While the viewers will be the judge, McBee sees what they've put together as being "truer than true in many key ways," adding:
In this story, being trans is a context, a coming into focus, a sharpening of perspective that will only deepen the connection millions of viewers already have to Viktor and his family. And because of this, the truest truth of all shines through: On The Umbrella Academy, Elliot Page plays a transgender man who, like most trans people I know, isn't working to destroy the world but to save it.
Now here's the official trailer for the return of Netflix's The Umbrella Academy, with Season 3 dropping on June 22nd:
After putting a stop to 1963's doomsday, the Umbrella Academy return home to the present, convinced they prevented the initial apocalypse and fixed this godforsaken timeline once and for all. But after a brief moment of celebration, they realize things aren't exactly (okay, not at all) how they left them. Enter the Sparrow Academy. Smart, stylish, and about as warm as a sea of icebergs, the Sparrows immediately clash with the Umbrellas in a violent face-off that turns out to be the least of everyone's concerns. Navigating challenges, losses, and surprises of their own – and dealing with an unidentified destructive entity wreaking havoc in the Universe (something they may have caused) — now all they need to do is convince Dad's new and possibly better family to help them put right what their arrival made wrong. Will they find a way back to their pre-apocalyptic lives? Or is this new world about to reveal more than just a hiccup in the timeline?
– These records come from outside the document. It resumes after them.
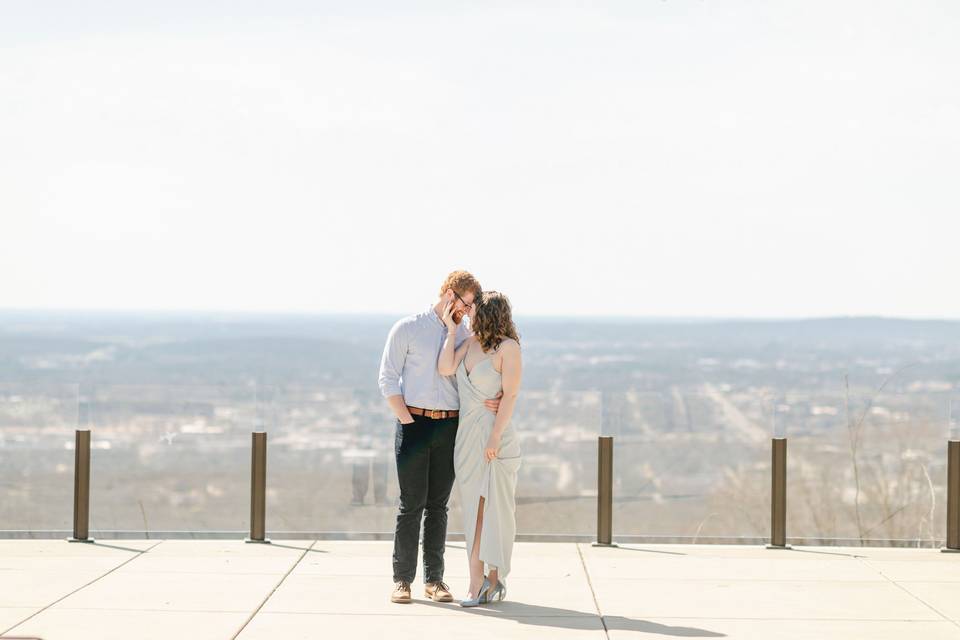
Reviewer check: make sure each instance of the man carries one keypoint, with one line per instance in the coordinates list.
(426, 406)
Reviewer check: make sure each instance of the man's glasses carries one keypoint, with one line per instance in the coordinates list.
(465, 303)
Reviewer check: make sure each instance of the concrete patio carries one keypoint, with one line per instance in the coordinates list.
(223, 589)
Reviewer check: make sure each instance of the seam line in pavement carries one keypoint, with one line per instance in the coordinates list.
(38, 612)
(272, 591)
(593, 594)
(908, 592)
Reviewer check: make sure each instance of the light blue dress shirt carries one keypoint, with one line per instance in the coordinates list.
(409, 363)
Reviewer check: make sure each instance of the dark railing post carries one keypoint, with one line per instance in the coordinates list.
(258, 488)
(953, 496)
(778, 495)
(604, 492)
(81, 487)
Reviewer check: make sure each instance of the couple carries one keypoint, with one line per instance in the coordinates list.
(453, 390)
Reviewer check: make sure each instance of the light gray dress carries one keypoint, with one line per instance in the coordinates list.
(496, 481)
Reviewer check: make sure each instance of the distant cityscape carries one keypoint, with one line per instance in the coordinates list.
(171, 401)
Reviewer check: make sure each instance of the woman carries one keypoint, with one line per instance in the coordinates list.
(487, 450)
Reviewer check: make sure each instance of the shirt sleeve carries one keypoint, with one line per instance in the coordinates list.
(391, 364)
(463, 332)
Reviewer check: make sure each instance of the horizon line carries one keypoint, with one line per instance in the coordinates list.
(675, 319)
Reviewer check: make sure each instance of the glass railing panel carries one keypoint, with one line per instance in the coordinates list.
(869, 467)
(37, 427)
(331, 466)
(690, 465)
(170, 458)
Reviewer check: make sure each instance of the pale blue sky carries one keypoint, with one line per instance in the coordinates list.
(744, 159)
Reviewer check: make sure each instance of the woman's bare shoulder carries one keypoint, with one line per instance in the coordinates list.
(509, 345)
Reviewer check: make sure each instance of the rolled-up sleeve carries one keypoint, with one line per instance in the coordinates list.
(391, 364)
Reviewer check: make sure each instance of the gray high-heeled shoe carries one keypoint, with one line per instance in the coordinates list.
(481, 596)
(499, 592)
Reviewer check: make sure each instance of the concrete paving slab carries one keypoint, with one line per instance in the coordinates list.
(215, 548)
(526, 562)
(10, 616)
(112, 624)
(759, 599)
(463, 626)
(942, 596)
(148, 563)
(781, 629)
(631, 567)
(369, 595)
(62, 548)
(174, 592)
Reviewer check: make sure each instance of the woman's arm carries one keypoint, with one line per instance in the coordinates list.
(511, 370)
(450, 358)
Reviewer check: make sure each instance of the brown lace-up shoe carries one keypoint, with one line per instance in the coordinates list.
(438, 592)
(401, 592)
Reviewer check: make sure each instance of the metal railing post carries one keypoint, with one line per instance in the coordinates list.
(81, 487)
(258, 488)
(604, 492)
(778, 495)
(953, 497)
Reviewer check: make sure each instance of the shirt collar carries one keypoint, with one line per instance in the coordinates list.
(433, 315)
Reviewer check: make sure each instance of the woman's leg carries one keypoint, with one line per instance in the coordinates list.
(476, 564)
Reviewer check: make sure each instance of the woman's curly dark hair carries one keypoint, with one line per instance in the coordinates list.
(493, 321)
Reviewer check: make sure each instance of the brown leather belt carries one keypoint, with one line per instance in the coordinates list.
(436, 414)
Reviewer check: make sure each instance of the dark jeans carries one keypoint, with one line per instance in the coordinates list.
(425, 470)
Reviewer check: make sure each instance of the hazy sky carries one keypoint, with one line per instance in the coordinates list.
(653, 158)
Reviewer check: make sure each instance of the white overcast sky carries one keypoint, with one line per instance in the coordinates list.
(641, 158)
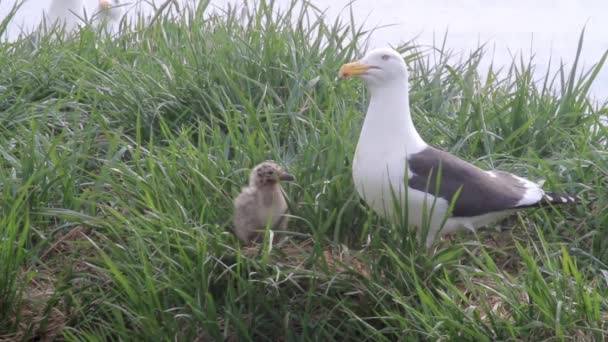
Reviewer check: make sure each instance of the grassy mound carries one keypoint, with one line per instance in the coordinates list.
(120, 156)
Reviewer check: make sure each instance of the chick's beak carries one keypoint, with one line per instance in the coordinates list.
(353, 69)
(286, 177)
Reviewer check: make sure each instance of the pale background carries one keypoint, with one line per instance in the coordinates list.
(545, 28)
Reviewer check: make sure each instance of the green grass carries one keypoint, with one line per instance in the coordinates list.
(120, 158)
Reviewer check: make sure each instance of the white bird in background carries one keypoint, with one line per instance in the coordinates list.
(109, 12)
(65, 12)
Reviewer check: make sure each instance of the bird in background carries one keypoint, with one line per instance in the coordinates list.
(262, 203)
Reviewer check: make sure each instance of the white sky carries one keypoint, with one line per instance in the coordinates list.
(548, 28)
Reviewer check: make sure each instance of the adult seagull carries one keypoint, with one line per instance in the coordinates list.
(389, 146)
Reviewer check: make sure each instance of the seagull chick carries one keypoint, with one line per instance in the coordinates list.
(261, 203)
(390, 151)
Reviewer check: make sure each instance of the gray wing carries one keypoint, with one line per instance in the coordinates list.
(482, 192)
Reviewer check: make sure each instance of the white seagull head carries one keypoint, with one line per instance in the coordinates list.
(379, 67)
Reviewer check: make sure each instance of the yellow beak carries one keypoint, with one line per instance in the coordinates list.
(353, 69)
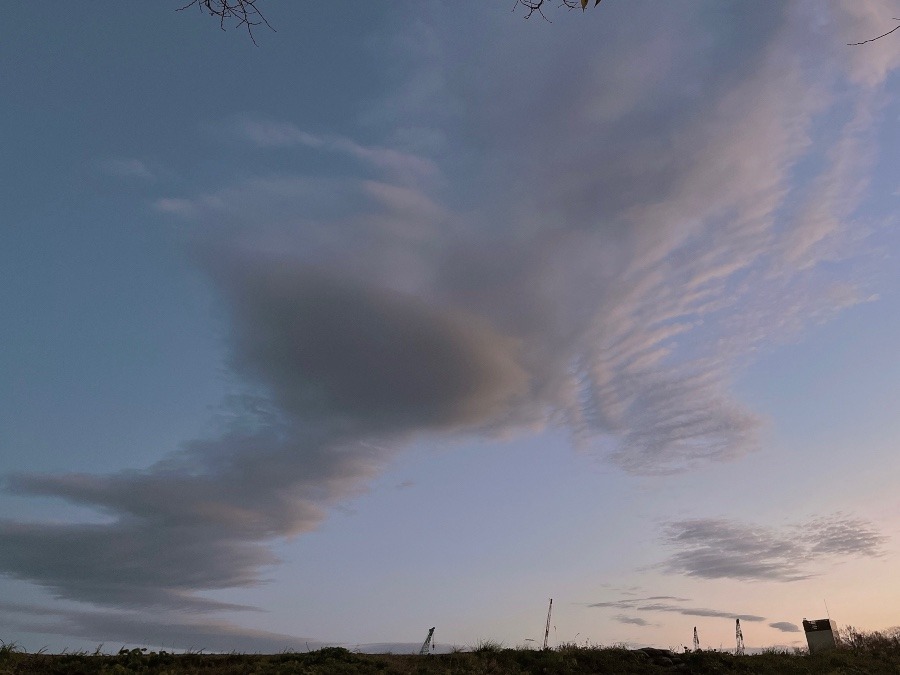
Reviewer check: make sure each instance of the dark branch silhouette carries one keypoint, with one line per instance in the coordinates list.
(532, 6)
(854, 44)
(242, 12)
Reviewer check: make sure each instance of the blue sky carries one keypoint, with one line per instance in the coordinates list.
(412, 316)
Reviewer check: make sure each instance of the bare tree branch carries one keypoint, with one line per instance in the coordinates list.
(243, 12)
(532, 6)
(854, 44)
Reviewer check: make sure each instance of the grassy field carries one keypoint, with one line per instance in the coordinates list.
(483, 660)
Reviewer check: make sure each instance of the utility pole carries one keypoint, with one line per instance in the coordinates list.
(547, 629)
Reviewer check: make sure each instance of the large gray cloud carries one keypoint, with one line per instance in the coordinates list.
(719, 548)
(601, 252)
(170, 631)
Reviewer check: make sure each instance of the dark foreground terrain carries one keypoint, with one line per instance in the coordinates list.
(482, 661)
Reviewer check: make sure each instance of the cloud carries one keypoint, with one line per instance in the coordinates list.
(719, 548)
(635, 621)
(602, 252)
(641, 605)
(167, 632)
(264, 133)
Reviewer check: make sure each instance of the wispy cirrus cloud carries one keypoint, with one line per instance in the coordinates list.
(642, 605)
(720, 548)
(631, 620)
(606, 263)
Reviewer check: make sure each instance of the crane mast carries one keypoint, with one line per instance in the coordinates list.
(547, 629)
(427, 644)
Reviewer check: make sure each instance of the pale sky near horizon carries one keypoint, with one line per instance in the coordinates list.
(419, 314)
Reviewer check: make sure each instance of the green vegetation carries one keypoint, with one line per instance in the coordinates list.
(875, 653)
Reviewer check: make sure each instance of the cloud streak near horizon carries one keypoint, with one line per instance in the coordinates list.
(719, 549)
(415, 296)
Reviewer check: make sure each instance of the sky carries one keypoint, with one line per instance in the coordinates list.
(422, 314)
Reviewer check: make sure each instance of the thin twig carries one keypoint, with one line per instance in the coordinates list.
(854, 44)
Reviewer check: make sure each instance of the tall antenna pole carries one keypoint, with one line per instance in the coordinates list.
(547, 629)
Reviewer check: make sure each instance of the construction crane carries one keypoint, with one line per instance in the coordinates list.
(547, 629)
(427, 645)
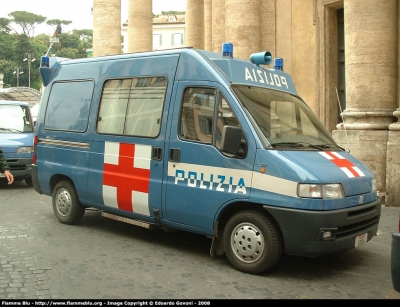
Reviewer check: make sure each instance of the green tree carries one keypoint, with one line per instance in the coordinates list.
(14, 46)
(4, 25)
(57, 24)
(27, 21)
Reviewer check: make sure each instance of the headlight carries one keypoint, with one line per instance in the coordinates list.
(327, 191)
(25, 149)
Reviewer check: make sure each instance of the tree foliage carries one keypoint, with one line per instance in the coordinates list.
(14, 45)
(57, 23)
(27, 21)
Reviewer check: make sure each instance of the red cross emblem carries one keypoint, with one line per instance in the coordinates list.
(345, 165)
(122, 173)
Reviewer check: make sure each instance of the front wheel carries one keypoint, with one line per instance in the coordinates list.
(28, 181)
(252, 241)
(66, 205)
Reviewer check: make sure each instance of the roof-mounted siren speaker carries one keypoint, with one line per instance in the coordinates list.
(227, 50)
(44, 61)
(278, 64)
(261, 58)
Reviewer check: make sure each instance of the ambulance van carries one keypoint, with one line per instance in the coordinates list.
(16, 138)
(191, 140)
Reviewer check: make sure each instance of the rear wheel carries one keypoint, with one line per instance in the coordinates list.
(252, 241)
(66, 205)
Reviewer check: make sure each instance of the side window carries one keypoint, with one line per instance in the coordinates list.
(227, 118)
(68, 106)
(197, 115)
(198, 121)
(132, 106)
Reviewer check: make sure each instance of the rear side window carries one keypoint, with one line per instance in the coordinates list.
(68, 106)
(132, 106)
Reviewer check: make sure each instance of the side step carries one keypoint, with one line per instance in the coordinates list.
(129, 221)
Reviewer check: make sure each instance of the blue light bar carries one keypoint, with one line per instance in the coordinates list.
(227, 50)
(278, 64)
(261, 58)
(44, 61)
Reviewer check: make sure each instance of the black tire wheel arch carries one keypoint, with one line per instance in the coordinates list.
(253, 242)
(66, 205)
(28, 181)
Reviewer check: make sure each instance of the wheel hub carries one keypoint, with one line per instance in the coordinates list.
(247, 242)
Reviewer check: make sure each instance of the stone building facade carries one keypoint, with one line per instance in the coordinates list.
(342, 54)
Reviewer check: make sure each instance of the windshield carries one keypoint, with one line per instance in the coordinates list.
(283, 121)
(15, 119)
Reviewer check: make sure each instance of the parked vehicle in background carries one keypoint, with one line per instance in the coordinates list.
(395, 258)
(16, 137)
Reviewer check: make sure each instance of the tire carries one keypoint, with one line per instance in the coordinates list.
(28, 181)
(264, 243)
(66, 205)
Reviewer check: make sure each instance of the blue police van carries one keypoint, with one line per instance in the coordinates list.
(203, 142)
(16, 138)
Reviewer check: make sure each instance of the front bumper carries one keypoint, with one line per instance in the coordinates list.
(303, 230)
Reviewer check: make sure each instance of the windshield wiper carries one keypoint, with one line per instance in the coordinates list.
(10, 129)
(299, 145)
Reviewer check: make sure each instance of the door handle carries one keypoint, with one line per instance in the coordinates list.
(157, 152)
(174, 155)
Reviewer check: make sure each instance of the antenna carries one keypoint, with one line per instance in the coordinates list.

The Umbrella Academy stars Tom Hopper as Luther aka Spaceboy aka Number One, David Castañeda as Diego aka The Kraken aka Number Two, Emmy Raver-Lampman as Allison aka The Rumor aka Number Three, Robert Sheehan as Klaus aka The Séance aka Number Four, Aidan Gallagher as Five aka The Boy, Justin H. Min as Ben aka The Horror aka Number Six/Ben aka Sparrow Number 2, Elliot Page as Viktor aka The White Violin aka Number Seven, Colm Feore as Sir Reginald Hargreeves, and Ritu Arya as Lila. And speaking of the Sparrow Academy, we also have Justin Cornwell as Marcus aka Number One, Britne Oldford as Fei aka Number Three, Jake Epstein as Alphonso aka Number Four, Genesis Rodriguez as Sloane aka Number Five, Cazzie David as Jayme aka Number Six, and Existential Dread Inducing Psykronium Cube as Christopher aka Number Seven. In addition, Javon Walton (Euphoria, Utopia) has joined the cast in an undisclosed role. And (of course) Colm Feore as Sir Reginald Hargreeves.
Created for television by showrunner Steve Blackman, the series is executive produced by Blackman, director Jeff F. King, Keith Goldberg, Mike Richardson & Jeremy Webb (S03E01), with Way & Bá as co-executive producers and Steve Wakefield producing (301-307). UCP, a division of Universal Studio Group, produces for Netflix.